Ethiopia: Does Economic Growth Amount to National Development?
Tesfaye Demmellash (PhD)
The late PM Meles Zenawi had considerable reputation among some elite circles at home and in certain sections of the international community as an able “development leader,” a functional modernizer of Ethiopian economy and society. Now let us suspend skepticism and say Zenawi’s reputation was deserved, not ill-gotten or merely hyped. Let us also suppose, putting aside the recent reported admission by his widow that his priority was “the industrialization of Tigray,” that, under his leadership, significant levels of economic growth have been achieved in Ethiopia generally. For Ethiopian progressives and patriots today, discussion of the relevant issues involved here begins, or should begin as one critical question: Does the growth of the economy signify the development of the nation?
I raise this question with the understanding that national development includes, but is not limited to economic growth. The former also refers to processes of social, cultural, and political progress which a nation undergoes. I posed the question, whose answer seems to go without saying for some people, to a friend – a fellow Ethiopian who is no fan of the Woyane regime. He thought the answer was obviously yes, overlooking the distinction the question suggests and noting that increasing flows of foreign capital, technology, development aid and other external resources into Ethiopia over the last decade or so have helped bring about appreciable economic growth and modernization in the country. To ask the question that I did was, he felt, rather counterintuitive; it was to raise a strange issue that defies facts and figures and readily observable reality.
My friend’s response was understandable in that descriptions and assessments of development in Ethiopia in the Woyane era are commonly limited to accounts of numbers, indicators such as economic growth rates, increases in GDP, investment, and exports, and material improvements in infrastructure and building construction.

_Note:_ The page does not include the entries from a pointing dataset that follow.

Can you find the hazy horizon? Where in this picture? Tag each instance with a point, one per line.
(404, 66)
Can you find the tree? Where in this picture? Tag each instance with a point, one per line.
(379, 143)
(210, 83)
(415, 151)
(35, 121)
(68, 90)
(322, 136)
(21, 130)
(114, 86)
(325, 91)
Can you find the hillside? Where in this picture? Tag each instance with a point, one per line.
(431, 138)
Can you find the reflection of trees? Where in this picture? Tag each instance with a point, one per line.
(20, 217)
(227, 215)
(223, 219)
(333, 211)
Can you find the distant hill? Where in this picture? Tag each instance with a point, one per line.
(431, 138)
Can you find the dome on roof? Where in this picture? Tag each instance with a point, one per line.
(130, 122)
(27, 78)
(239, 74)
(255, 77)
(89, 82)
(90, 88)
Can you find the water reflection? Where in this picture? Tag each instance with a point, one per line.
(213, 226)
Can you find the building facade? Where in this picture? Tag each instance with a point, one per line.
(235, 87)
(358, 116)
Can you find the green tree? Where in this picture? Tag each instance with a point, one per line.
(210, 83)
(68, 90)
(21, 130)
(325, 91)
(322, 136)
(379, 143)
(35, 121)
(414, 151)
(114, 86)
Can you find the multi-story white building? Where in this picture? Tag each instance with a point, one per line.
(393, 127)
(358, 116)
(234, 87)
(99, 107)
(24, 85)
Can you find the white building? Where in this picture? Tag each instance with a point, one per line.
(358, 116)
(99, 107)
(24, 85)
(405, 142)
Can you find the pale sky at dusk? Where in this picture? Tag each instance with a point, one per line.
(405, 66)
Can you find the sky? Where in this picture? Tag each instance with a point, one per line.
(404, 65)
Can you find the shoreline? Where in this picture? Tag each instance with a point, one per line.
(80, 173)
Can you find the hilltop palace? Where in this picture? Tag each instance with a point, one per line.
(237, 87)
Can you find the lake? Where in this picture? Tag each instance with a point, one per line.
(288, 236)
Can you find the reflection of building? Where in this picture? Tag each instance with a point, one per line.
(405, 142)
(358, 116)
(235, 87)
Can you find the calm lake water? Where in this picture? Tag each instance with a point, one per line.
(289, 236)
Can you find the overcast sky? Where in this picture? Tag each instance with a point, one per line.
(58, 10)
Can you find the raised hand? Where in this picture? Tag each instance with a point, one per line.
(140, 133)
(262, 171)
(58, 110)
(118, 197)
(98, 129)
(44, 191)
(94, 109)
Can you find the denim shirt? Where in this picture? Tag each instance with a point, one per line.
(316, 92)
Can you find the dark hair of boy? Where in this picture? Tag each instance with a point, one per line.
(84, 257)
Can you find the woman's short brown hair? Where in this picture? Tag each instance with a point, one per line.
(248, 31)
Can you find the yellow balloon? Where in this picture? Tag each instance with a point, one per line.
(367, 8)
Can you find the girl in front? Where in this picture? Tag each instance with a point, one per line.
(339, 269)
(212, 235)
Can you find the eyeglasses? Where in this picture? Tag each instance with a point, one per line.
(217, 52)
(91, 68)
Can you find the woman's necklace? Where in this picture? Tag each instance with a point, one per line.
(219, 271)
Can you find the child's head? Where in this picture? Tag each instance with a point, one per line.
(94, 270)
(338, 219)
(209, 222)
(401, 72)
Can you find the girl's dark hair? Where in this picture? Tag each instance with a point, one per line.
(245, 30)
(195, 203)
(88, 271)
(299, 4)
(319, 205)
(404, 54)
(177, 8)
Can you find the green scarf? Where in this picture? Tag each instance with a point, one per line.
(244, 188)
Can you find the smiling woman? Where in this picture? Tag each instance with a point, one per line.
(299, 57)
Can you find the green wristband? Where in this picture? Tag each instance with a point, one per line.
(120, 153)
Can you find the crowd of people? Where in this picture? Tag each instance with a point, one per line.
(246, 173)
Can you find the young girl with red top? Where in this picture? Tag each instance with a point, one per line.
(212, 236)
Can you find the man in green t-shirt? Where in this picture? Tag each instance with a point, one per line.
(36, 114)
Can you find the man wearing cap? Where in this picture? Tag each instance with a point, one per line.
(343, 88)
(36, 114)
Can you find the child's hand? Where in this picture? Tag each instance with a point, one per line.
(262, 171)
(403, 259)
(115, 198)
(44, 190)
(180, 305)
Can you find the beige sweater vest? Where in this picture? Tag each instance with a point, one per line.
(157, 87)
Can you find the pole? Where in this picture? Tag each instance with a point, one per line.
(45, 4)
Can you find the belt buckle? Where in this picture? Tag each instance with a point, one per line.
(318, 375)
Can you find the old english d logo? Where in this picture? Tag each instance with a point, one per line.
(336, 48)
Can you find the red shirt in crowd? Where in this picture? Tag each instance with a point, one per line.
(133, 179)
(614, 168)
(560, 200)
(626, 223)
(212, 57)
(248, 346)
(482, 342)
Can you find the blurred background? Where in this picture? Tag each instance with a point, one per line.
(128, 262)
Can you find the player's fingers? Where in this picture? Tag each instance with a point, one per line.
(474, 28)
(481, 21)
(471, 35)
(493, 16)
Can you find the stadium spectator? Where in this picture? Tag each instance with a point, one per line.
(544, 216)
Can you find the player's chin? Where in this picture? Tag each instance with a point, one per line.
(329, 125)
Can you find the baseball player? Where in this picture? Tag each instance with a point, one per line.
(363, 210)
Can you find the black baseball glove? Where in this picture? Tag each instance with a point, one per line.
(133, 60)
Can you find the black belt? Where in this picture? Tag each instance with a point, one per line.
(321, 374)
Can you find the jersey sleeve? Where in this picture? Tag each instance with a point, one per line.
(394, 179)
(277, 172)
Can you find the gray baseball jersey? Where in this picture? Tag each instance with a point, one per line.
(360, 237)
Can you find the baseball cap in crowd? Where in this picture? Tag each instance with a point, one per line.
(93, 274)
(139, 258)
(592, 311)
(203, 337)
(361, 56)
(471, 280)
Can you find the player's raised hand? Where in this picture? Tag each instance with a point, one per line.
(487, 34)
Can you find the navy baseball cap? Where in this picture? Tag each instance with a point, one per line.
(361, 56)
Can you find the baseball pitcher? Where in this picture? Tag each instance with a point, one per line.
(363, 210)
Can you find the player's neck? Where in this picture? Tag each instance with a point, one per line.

However, the story of Ethiopian growth and transformation the Woyane regime tells using such numbers as well as the numbers themselves are contestable, as the analyses of independent observers of the Ethiopian economic scene have shown.
For example, a report last year of the Prosperity Index documented that, while GDP per capita grew about 8 percent annually between 2005 and 2009, the unemployment rate remained at over 20 percent, the sixth highest in the world. And Ethiopia’s world ranking along such dimensions of economic growth as entrepreneurship and opportunity, good governance, education, health, and communications infrastructure ranged from below global average, at best, to among the bottom few countries, at worst.
So, instead of taking at face value the government’s claims to have brought about phenomenal growth and transformation in Ethiopia, we can open the claims to probing question and analysis. We can have an informed discussion of economic and technocratic issues. But I will leave such discussion to economists and focus in this writing on some underlying political and conceptual matters having to do with the Woyane development project. My discussion revolves around the question posed in the title of this piece. To rephrase that question, does economic growth in Ethiopia mean the development of Ethiopia?
Development: Global and National
The phenomenon of development or modernization is a world-historical process in which diverse nations undergo varying modes and degrees of socio-economic, political, and cultural change, primarily driven by global capitalist forces of production and exchange. These forces can be, and often have been more or less effectively harnessed by particular countries for the purposes of national development. China is a good contemporary example of such “nationalization” of global development.
The Chinese example of the combination of an interventionist, “developmental,” authoritarian state and a fast-growing market economy, which has inspired the Woyane regime’s project of economic growth and transformation, also illustrates that development in its basic global form remains open to a variety of ideologically guided articulations or political projects. These include liberalism, socialism, colonialism, fascism, and ethno-centric as well as multiethnic nationalism. Thus we should not conflate modernity as a world-historical concept and phenomenon with particular, more or less successful political projects of modernization in particular national and cultural settings.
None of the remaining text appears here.